Keep in mind that most criminal cases end in a plea bargain, but the prosecution’s bargaining position will be weakened if there is a strong chance key evidence will be inadmissible. An unreasonable search and seizure generally is any search not supported by a warrant issued upon probable cause (i.e. probable cause the search will uncover criminal activity or contraband). Police officers are expected to get a warrant if circumstances allow, but there are exceptions that in theory are to be read narrowly. The exceptions and the general feel of the law in this area are governed by the overarching idea of expectations of privacy. Individuals have no expectation of privacy of items laying in their front yard by the sidewalk, have lower expectations of privacy in their car, and have very high expectations of privacy in their home. Accordingly, a police officer can seize anything that he or she believes to be contraband that is in plain view from a public area (the plain-view rule); vehicles can be stopped upon reasonable suspicion (of criminal activity); and probable cause is required to search inside the home.
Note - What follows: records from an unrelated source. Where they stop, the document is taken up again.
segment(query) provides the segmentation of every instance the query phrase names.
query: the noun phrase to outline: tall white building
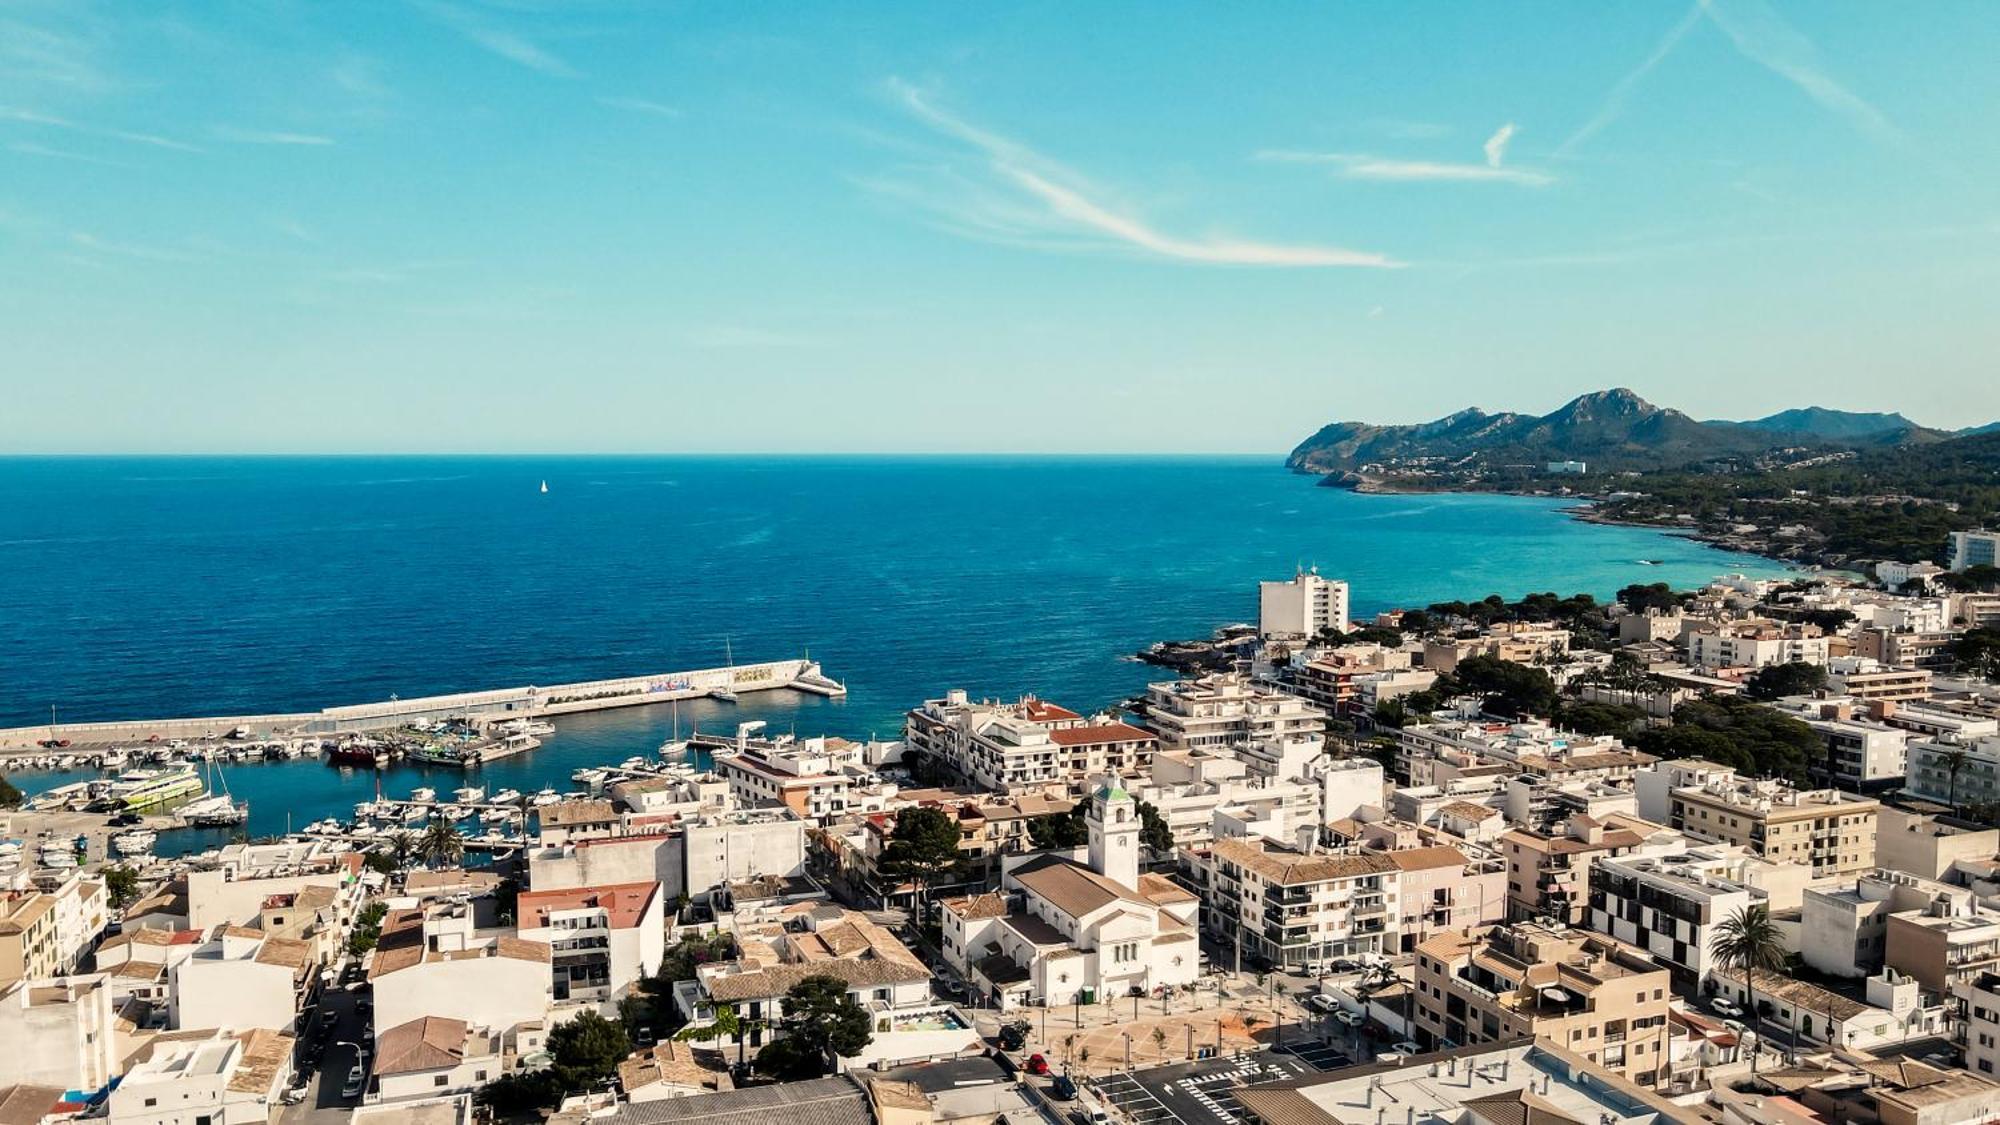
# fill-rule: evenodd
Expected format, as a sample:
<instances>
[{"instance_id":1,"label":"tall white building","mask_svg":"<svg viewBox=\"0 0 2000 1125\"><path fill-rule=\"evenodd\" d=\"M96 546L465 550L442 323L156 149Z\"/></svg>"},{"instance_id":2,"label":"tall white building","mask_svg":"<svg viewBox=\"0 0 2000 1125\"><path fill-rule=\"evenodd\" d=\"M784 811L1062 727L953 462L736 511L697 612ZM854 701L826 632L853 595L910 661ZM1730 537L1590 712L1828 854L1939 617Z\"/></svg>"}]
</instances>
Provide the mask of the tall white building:
<instances>
[{"instance_id":1,"label":"tall white building","mask_svg":"<svg viewBox=\"0 0 2000 1125\"><path fill-rule=\"evenodd\" d=\"M1951 568L2000 566L2000 531L1977 528L1951 533Z\"/></svg>"},{"instance_id":2,"label":"tall white building","mask_svg":"<svg viewBox=\"0 0 2000 1125\"><path fill-rule=\"evenodd\" d=\"M1288 582L1257 583L1257 631L1266 637L1347 632L1347 583L1301 570Z\"/></svg>"}]
</instances>

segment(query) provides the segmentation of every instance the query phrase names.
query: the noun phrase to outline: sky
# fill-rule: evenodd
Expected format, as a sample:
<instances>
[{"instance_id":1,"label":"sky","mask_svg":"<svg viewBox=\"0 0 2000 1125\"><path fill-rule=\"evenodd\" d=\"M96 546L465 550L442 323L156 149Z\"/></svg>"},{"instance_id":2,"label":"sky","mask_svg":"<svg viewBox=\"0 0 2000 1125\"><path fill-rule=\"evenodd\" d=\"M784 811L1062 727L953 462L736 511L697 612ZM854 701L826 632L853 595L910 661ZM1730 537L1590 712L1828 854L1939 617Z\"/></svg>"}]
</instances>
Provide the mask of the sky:
<instances>
[{"instance_id":1,"label":"sky","mask_svg":"<svg viewBox=\"0 0 2000 1125\"><path fill-rule=\"evenodd\" d=\"M2000 419L2000 9L0 0L0 453Z\"/></svg>"}]
</instances>

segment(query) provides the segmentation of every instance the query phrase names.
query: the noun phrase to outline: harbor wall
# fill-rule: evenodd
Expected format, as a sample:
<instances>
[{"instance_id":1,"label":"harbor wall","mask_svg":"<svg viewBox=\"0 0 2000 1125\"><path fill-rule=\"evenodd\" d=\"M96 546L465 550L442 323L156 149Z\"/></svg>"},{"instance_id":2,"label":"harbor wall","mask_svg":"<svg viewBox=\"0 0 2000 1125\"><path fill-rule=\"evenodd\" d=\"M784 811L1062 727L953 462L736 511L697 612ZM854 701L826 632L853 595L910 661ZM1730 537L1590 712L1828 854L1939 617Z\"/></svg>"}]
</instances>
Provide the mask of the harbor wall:
<instances>
[{"instance_id":1,"label":"harbor wall","mask_svg":"<svg viewBox=\"0 0 2000 1125\"><path fill-rule=\"evenodd\" d=\"M359 703L304 711L264 715L221 715L189 719L131 719L106 723L47 723L32 727L0 729L0 752L40 751L50 738L69 739L72 750L87 747L136 745L158 736L161 741L180 738L194 741L220 738L237 727L248 727L252 738L296 738L331 735L341 731L382 730L407 723L447 718L472 717L486 721L513 718L547 718L582 711L603 711L614 707L637 707L668 703L676 699L699 699L728 689L738 694L793 688L820 695L844 694L840 685L826 678L811 660L774 660L762 664L736 664L723 668L701 668L692 672L662 672L647 676L625 676L611 680L548 686L497 688L491 691L458 692L411 699L391 699L380 703Z\"/></svg>"}]
</instances>

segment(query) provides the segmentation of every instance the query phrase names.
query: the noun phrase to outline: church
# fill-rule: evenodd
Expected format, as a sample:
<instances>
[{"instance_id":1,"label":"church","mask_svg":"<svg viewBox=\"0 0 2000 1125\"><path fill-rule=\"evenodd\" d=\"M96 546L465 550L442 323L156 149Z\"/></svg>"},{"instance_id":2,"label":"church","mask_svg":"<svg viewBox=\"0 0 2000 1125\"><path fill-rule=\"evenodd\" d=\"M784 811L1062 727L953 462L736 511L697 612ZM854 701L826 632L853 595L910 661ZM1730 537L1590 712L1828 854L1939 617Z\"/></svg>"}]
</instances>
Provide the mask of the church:
<instances>
[{"instance_id":1,"label":"church","mask_svg":"<svg viewBox=\"0 0 2000 1125\"><path fill-rule=\"evenodd\" d=\"M1000 890L946 899L944 953L1001 1010L1091 1004L1194 982L1200 901L1139 873L1139 803L1116 776L1090 795L1089 863L1043 853Z\"/></svg>"}]
</instances>

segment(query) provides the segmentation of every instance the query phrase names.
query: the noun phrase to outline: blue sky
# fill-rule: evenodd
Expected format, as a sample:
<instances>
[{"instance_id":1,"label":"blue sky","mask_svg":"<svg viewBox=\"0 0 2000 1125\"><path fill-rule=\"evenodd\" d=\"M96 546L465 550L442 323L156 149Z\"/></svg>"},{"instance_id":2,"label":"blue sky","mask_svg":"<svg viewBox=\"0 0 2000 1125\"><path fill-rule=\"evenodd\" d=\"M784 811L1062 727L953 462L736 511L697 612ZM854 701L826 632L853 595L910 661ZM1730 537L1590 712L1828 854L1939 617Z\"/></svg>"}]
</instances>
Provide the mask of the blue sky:
<instances>
[{"instance_id":1,"label":"blue sky","mask_svg":"<svg viewBox=\"0 0 2000 1125\"><path fill-rule=\"evenodd\" d=\"M1987 4L0 0L0 451L2000 418Z\"/></svg>"}]
</instances>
More concretely, here are some commonly applicable rules:
If a vehicle is stopped without any reasonable suspicion, any evidence obtained during the stop will be inadmissible, barring misbehavior of the defendant. In a lawful stop, an officer can seize items that are plain sight, but needs probable cause to search hidden areas like the trunk or glove box.
If a police officer believes that there is imminent danger to his or her own life or the lives of others, they can enter an area that he or she would otherwise need a warrant to enter. During this “sweep,” to the extent the sweep is confined to areas that there is reasonable necessity to search, the evidence found will be admissible.
Stop and frisk
If a police officer believes there is criminal activity afoot, that the person to be frisked is armed, and the person is posing danger to the officer or others, items found in a frisk reasonably limited to searching for weapons will be admissible.
If a police officer can see contraband from a place that the police can otherwise lawfully be, the police officer can seize the contraband.
If a person authorized to consent to a search does so, the results of the search will be admissible. A person can only consent to a search of their own property, so authorization will be a question, if someone other than the defendant consents.
Searches incident to lawful arrest
Police officers may lawfully search the area within immediate control of the arrestee to prevent the arrestee from obtaining weapons and destroying evidence.
These rules are meant as just a sampling of the applicable rules on unreasonable searches and seizures and only skim the surface of the applicable law. *The Fourth Amendment applies to the states through the Fourteenth Amendment.